Au sein de la gestion d’actifs, l’allocation d’actifs est considérée de manière consensuelle comme le premier facteur de performance de long terme, au même titre que la gestion du risque. Pour autant, le lien entre allocation d’actifs et pratiques d’investissement responsable reste peu évalué tant par les praticiens du secteur que par la recherche académique en finance.
Le contexte actuel va-t-il devenir plus favorable à l’intégration des critères Environnementaux, Sociaux et de Gouvernance
(ESG) dans le processus d’allocation d’actifs ?
Les investisseurs institutionnels – assureurs, banques, fonds de pension – et notamment leur activité relative à l’allocation d’actifs et à l’analyse ALM, sont encadrés par des dispositions réglementaires européennes. Celles-ci
introduisent des contraintes techniques dans la mesure du risque qui peuvent rendre difficile l’intégration de scénarios climatiques, en raison notamment d’horizons différents, de calcul de Value at Risk sur courte période, ou bien de données sous-jacentes parcellaires et/ou
seulement historiques.
À ce cadre règlementaire, s’ajoute également un cadre comptable spécifique à chaque institution qui rajoute une dimension en termes de pilotage de l’allocation d’actifs.
Néanmoins, ces dispositions n’empêchent pas une intégration volontaire du risque climatique dans les paramètres d’allocation, par exemple en considérant les émissions absolues induites dans les portefeuilles,
l’intensité carbone des différentes classes d’actifs et des scénarios permettant de quantifier les risques de transition et/ou les risques physiques.
«Il y a un vrai enjeu pour les fonctions Investissements et Risques à
s’approprier les métriques et scénarios climat pour toujours mieux gérer
les risques et considérer la gestion de l’impact à la fois environnemental et
social comme une réelle valeur ajoutée. » Laurence Danesi, Responsable intégration ESG-Climat, Generali France – Investissements
La dimension de gestion des risques demeure fondamentale
Le changement climatique devient un nouveau pilier des risques et des Principes de la Personne Prudente que les assureurs se doivent d’appliquer, au même titre que les risques financiers traditionnels (de marché, de
liquidité, de duration…).
Quelques pistes de réflexion :
- Doit-on différencier les risques ESG selon que les approches de gestion sont passives ou actives ?
- Quelle hiérarchie des risques adopter : au niveau du portefeuille global ou de chaque émetteur sousjacent ?
- Comment conserver une pleine diversification des classes d’actifs et des secteurs d’activité ?
- Comment construire la dimension prospective de l’analyse : scénarios et stress testing ?
Le distinguo entre actifs cotés et non cotés
De façon schématique, la répartition des actifs des investisseurs institutionnels se fait à 90% dans des classes d’actifs dites traditionnelles (obligations d’États et d’entreprises, actions), et à 10% dans des actifs dits
« réels », souvent non cotés, qui présentent un profil de liquidité et des horizons d’investissement différents : immobilier, infrastructure, dette privée, private equity.
Pour tenir compte de cette réalité, ne devrait-on pas adopter des approches spécifiques pour chacune des classes d’actifs traitées ?
Les nouveaux indices « EU Climate transitions » et « EU Paris-aligned » pour les actifs cotés
Le développement de ces indices actions récemment proposés par l’Union Européenne est une initiative de standardisation positive.
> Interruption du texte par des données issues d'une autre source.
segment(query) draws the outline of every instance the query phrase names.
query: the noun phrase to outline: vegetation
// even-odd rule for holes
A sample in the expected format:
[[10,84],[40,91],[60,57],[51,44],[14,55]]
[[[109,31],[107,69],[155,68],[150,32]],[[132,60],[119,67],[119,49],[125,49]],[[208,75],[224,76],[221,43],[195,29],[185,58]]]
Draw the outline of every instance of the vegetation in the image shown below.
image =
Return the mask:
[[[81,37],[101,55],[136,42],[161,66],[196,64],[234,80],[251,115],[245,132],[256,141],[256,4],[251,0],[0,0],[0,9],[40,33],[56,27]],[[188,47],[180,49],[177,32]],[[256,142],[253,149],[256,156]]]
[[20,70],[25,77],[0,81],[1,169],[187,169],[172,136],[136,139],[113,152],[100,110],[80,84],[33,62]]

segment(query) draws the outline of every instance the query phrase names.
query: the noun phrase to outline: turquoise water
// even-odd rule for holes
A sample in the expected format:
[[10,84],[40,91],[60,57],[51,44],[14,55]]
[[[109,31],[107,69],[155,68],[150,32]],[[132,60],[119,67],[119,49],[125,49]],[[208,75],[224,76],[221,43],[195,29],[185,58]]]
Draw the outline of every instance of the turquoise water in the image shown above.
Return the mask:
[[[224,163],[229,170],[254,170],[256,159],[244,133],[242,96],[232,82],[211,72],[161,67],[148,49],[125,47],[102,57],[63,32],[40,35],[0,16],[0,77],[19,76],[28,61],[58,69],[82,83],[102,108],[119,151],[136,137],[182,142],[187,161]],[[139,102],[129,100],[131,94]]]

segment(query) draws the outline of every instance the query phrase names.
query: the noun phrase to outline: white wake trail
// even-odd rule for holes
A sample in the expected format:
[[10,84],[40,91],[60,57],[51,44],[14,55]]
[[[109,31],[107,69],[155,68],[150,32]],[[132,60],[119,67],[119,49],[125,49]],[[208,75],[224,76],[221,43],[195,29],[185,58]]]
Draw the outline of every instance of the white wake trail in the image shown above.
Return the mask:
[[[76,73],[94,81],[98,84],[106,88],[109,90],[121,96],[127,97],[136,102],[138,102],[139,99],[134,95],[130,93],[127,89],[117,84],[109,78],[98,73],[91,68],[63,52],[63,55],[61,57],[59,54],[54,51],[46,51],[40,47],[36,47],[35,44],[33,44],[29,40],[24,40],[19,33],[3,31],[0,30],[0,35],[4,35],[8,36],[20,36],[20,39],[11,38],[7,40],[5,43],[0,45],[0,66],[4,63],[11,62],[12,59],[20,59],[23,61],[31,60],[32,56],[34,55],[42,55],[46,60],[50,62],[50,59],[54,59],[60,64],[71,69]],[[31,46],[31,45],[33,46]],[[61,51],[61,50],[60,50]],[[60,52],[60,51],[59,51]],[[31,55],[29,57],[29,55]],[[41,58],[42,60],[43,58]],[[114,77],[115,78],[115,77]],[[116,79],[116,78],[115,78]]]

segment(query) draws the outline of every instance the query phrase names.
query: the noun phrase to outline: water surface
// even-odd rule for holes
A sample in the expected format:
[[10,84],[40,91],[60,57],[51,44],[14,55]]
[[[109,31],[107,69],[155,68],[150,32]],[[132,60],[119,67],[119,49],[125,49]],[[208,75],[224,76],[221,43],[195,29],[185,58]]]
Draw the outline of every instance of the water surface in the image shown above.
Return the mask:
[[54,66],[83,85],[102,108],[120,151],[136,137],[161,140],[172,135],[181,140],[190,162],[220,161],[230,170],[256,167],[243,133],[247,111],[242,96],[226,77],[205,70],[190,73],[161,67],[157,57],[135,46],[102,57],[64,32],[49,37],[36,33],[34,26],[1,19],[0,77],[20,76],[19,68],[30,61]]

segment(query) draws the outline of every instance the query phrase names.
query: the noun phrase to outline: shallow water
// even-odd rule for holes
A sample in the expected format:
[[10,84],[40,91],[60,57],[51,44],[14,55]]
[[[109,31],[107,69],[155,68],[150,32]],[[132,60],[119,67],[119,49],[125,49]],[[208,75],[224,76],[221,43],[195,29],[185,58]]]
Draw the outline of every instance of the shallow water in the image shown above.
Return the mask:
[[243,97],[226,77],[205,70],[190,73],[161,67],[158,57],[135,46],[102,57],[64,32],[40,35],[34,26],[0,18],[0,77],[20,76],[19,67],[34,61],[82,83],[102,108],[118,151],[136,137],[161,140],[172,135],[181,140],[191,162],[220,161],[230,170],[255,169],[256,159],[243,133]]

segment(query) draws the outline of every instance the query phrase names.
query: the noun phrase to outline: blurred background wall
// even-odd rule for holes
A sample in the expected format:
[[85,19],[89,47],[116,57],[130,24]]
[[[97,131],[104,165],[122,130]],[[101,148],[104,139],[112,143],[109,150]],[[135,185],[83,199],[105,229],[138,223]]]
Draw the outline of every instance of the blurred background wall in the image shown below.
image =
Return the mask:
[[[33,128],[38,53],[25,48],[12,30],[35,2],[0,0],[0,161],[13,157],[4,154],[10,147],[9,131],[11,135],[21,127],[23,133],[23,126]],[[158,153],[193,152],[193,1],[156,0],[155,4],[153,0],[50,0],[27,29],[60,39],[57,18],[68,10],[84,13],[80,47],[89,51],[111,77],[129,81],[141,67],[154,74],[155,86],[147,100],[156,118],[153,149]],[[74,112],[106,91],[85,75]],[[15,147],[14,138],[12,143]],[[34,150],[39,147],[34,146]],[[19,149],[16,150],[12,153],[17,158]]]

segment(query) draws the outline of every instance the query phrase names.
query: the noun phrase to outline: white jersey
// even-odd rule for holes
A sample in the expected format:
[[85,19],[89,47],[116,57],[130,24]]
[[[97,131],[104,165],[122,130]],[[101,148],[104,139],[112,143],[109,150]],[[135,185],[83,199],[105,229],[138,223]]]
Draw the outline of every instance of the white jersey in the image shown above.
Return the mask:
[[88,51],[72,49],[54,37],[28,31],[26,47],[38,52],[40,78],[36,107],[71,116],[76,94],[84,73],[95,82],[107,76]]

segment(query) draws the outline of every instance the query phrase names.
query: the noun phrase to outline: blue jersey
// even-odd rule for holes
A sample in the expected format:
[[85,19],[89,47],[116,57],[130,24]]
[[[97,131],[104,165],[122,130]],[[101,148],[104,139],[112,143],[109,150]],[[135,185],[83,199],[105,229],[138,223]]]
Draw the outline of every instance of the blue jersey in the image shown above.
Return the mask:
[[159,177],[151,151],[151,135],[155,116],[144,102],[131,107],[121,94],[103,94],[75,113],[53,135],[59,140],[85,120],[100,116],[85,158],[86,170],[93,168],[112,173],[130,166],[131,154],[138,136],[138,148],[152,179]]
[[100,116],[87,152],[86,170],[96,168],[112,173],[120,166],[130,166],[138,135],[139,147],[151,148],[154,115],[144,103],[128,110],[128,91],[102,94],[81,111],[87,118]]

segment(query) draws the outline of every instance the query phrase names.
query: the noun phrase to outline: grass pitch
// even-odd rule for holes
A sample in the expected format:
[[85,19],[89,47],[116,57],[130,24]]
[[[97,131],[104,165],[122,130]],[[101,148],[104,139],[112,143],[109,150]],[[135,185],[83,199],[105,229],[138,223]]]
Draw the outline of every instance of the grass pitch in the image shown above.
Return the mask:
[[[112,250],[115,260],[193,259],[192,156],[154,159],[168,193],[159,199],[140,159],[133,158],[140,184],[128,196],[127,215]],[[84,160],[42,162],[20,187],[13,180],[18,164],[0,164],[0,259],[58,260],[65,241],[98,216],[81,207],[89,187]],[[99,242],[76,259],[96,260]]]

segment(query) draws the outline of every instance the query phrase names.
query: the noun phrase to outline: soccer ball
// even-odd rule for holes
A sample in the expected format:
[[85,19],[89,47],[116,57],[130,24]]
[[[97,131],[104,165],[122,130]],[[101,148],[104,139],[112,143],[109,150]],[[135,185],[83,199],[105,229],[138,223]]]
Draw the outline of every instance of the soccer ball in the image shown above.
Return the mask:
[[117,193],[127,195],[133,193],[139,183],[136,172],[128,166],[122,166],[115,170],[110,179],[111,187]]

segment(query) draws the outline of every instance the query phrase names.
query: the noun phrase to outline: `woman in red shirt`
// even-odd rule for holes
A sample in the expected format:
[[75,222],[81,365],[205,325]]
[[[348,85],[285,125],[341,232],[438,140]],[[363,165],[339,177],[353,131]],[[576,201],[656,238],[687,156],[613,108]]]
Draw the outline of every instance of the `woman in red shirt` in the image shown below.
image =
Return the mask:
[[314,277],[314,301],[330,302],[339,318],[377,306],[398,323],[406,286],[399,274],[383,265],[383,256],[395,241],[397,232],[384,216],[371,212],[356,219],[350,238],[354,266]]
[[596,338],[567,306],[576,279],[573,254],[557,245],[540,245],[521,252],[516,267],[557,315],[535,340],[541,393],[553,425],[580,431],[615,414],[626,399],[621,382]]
En effet, ces benchmarks « climat » intègrent des objectifs spécifiques relatifs
à la réduction des émissions de gaz à effet de serre (GES) et à la transition énergétique, sur la base des travaux du Groupe d’experts intergouvernemental sur l’évolution du climat (GIEC). Ces benchmarks peuvent servir d’outils de pilotage et de comparaison dans le cadre d’une stratégie d’allocation d’actifs et/ou d’aide dans le cadre d’une politique d’engagement ciblée sur les sujets climatiques.
IRCANTEC
Accompagné de différentes sociétés de conseil, l’Ircantec mesure et publie depuis 2015 plusieurs indicateurs traduisant le double-impact du changement climatique sur les réserves du régime, et le positionnement de ses investissements pour favoriser la transition énergétique et écologique.
Pour l’Ircantec, l’enjeu actuel est d’avoir une position plus « dynamique » dans l’usage de certains de ces indicateurs, notamment :
• En les intégrant dans le modèle d’allocation stratégique 2020-2024 par secteurs économiques et classes d’actifs au même titre que le couple rendement-risque;
• Ou, à défaut, en fixant des niveaux sectoriels d’intensité carbone à 2024 (renouvellement de l’allocation stratégique) compatibles avec un scénario 2°C. Cela équivaudrait aux cibles intermédiaires demandées par les investisseurs aux émetteurs et, par ailleurs, permettrait aux gérants de s’en servir, parmi d’autres outils, pour mesurer leur alignement.